Turning to the current situation, the pontiff said: “Dear brothers and sisters, in the time of trial that we are presently undergoing, we too, like Thomas, with our fears and our doubts, have experienced our frailty. We need the Lord, who sees beyond that frailty an irrepressible beauty.”
“On this feast of Divine Mercy, the most beautiful message comes from Thomas, the disciple who arrived late; he was the only one missing. But the Lord waited for Thomas. Mercy does not abandon those who stay behind. Now, while we are looking forward to a slow and arduous recovery from the pandemic, there is a danger that we will forget those who are left behind. The risk is that we may then be struck by an even worse virus, that of selfish indifference.”

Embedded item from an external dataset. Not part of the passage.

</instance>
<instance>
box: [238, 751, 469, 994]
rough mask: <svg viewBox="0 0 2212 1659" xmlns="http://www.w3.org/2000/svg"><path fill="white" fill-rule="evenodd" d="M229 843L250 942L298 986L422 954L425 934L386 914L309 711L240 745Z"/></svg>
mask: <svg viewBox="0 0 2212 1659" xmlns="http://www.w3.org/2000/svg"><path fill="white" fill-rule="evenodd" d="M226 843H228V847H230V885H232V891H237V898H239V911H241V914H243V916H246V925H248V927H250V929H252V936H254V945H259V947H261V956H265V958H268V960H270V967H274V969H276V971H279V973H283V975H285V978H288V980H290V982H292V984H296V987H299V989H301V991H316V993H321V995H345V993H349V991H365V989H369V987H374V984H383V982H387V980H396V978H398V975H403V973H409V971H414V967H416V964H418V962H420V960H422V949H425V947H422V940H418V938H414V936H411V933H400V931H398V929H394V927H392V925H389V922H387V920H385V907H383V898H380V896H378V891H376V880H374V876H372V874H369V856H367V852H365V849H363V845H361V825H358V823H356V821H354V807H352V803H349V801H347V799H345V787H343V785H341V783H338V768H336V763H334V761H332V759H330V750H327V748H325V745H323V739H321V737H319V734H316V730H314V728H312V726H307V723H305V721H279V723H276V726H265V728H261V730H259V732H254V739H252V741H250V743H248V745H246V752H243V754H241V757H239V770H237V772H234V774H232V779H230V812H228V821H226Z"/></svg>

“May we be profoundly shaken by what is happening all around us: the time has come to eliminate inequalities, to heal the injustice that is undermining the health of the entire human family! Let us learn from the early Christian community described in the Acts of the Apostles. It received mercy and lived with mercy: “All who believed were together and had all things in common; and they sold their possessions and goods and distributed them to all, as any had need” (Acts 2:44-45). This is not some ideology: it is Christianity.”
“Saint Faustina, after meeting Jesus, wrote: ‘In a soul that is suffering we should see Jesus on the cross, not a parasite and a burden. . . [Lord] you give us the chance to practise deeds of mercy, and we practise making judgements’ (Diary, 6 September 1937). Yet she herself complained one day to Jesus that, in being merciful, one is thought to be naive. She said, ‘Lord, they often abuse my goodness’. And Jesus replied: ‘Never mind, don’t let it bother you, just be merciful to everyone always’ (24 December 1937). To everyone: let us not think only of our interests, our vested interests. Let us welcome this time of trial as an opportunity to prepare for our collective future, a future for all without discarding anyone. Because without an all-embracing vision, there will be no future for anyone.”
After communion, before the Regina Caeli antiphon, Francis stressed that "compassionate love between us and towards everyone" is not “pietism, nor welfarism, but compassion, which comes from the heart. Divine Mercy comes from the Heart of Christ, the Risen Christ.”
He added that “Christian mercy also inspires proper sharing between peoples and their institutions, to face the current crisis in solidarity.”
Noting that Orthodox Easter is celebrated today (according to the Julian calendar), the pontiff extended his greetings to “to the brothers and sisters of the Eastern Churches who are celebrating Easter today. Together we proclaim that ‘The Lord has truly been raised’ (Lk 24:34).”
“Especially at this time of trial, we feel as a great gift the hope that comes from being raised with Christ! In particular, I rejoice with the Eastern Catholic communities which, for ecumenical reasons, celebrate Easter together with the Orthodox ones. May this brotherhood be of comfort [in places] where Christians are a small minority.”